I’ve just started reading The Passionate Church by Mike Breen and Walt Kallestad.  Kallestad is the pastor of Community Church of Joy, a 12,000+ church in Arizona.  I first heard of Kallestad by reading some of (and I feel the need to apologize ahead of time) Robert Schuller’s church growth stuff back in the early 1990’s.  His church was held up as a model for those looking for church growth methods and practices.

That’s why I found his author blurb on the dust cover to be interesting: “Walt is passionate about helping today’s churches transition from program-driven to relationship-drive mission-minded communities.”

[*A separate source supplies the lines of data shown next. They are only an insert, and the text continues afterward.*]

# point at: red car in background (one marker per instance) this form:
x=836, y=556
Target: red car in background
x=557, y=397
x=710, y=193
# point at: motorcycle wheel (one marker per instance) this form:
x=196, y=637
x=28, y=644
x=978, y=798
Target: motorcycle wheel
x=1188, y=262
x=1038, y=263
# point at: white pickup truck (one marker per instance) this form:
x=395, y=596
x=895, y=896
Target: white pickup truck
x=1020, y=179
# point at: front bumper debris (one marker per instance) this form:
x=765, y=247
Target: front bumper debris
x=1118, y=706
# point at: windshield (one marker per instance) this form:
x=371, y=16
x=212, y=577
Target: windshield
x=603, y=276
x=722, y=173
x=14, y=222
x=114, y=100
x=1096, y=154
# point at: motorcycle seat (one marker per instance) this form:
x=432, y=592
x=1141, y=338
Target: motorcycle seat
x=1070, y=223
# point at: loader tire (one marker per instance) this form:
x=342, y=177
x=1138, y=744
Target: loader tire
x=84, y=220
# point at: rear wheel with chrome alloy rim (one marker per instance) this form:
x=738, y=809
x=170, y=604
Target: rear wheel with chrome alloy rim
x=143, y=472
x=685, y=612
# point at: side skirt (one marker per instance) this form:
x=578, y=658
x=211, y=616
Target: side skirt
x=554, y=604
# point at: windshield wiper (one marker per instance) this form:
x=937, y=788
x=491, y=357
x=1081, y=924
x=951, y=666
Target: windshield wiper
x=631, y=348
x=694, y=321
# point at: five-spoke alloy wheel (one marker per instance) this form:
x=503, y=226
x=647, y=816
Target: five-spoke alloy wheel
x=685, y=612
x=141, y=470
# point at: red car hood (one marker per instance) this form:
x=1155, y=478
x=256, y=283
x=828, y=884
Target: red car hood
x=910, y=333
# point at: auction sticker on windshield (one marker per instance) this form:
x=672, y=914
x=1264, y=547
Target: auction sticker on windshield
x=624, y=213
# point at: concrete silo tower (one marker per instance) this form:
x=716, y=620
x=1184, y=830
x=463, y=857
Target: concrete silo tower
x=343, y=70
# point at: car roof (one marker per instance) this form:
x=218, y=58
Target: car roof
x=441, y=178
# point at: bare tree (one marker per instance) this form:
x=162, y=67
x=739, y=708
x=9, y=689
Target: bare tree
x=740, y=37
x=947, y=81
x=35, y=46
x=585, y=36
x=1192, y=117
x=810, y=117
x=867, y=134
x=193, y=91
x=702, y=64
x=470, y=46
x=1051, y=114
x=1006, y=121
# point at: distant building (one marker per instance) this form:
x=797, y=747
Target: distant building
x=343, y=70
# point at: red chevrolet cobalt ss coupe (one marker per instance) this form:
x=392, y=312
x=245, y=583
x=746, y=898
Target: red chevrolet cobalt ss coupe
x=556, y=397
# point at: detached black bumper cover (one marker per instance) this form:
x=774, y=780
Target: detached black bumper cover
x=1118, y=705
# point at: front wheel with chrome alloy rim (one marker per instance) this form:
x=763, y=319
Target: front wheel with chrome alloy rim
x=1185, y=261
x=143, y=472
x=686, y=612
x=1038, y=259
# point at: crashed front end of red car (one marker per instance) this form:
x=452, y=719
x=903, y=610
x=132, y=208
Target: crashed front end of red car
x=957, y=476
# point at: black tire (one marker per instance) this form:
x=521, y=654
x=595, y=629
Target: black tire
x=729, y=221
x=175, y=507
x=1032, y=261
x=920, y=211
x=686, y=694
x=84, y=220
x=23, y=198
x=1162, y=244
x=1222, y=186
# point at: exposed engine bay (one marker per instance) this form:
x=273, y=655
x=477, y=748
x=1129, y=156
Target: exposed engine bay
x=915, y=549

This transformation began when Kallestad suffered a major heart attack in 2002 and had to have six-way bypass surgery.  During the ensuing sabbatical, he began to reexamine his church and the direction it was moving.  Here’s what he writes:

“After my heart attack and six-way bypass in January 2002, I began to consider who might be the successor to my ministry. It would have to be just the right person, someone capable of raising and managing a multi-million dollar budget as well as the staff and programs of a megachurch. It would need to be someone who could effectively reach the twenty and thirty-year olds I was struggling to reach.  I discussed this idea with other pastors across the country.  But it was in Washington D.C. that I felt the ground shaking all around me.  ‘Why would anyone want your church?’ a pastor there responded.  ‘Anyone who is serious about ministry today does not want to be stuck raising money for maintaining buildings and mortgages. They want to be on the cutting edge making a difference.’  As hard as it was to hear, I knew what he had just said was right.”

This lead him to this conclusion: “When the landscape changes, maps are useless, but the compass is still trustworthy.”

Our social, generational, technological landscape has changed — it’s not what it was twenty-five or fifty years ago.  The maps that we used to navigate those landscapes may not accurately reflect the land as it is now.  The challenge for pastors and other church leaders is to not become married to maps — but to cling to a compass.

The map we used to evangelize people twenty-five years ago may have worked well twenty-five years ago.  But it may describe a landscape that no longer exists.  Our compass is Jesus.  The same yesterday, today, and forever.

When new roads appear or old roads disappear, a compass ensures we’re headed in the right direction.  In fact, it may lead us where no roads currently exist!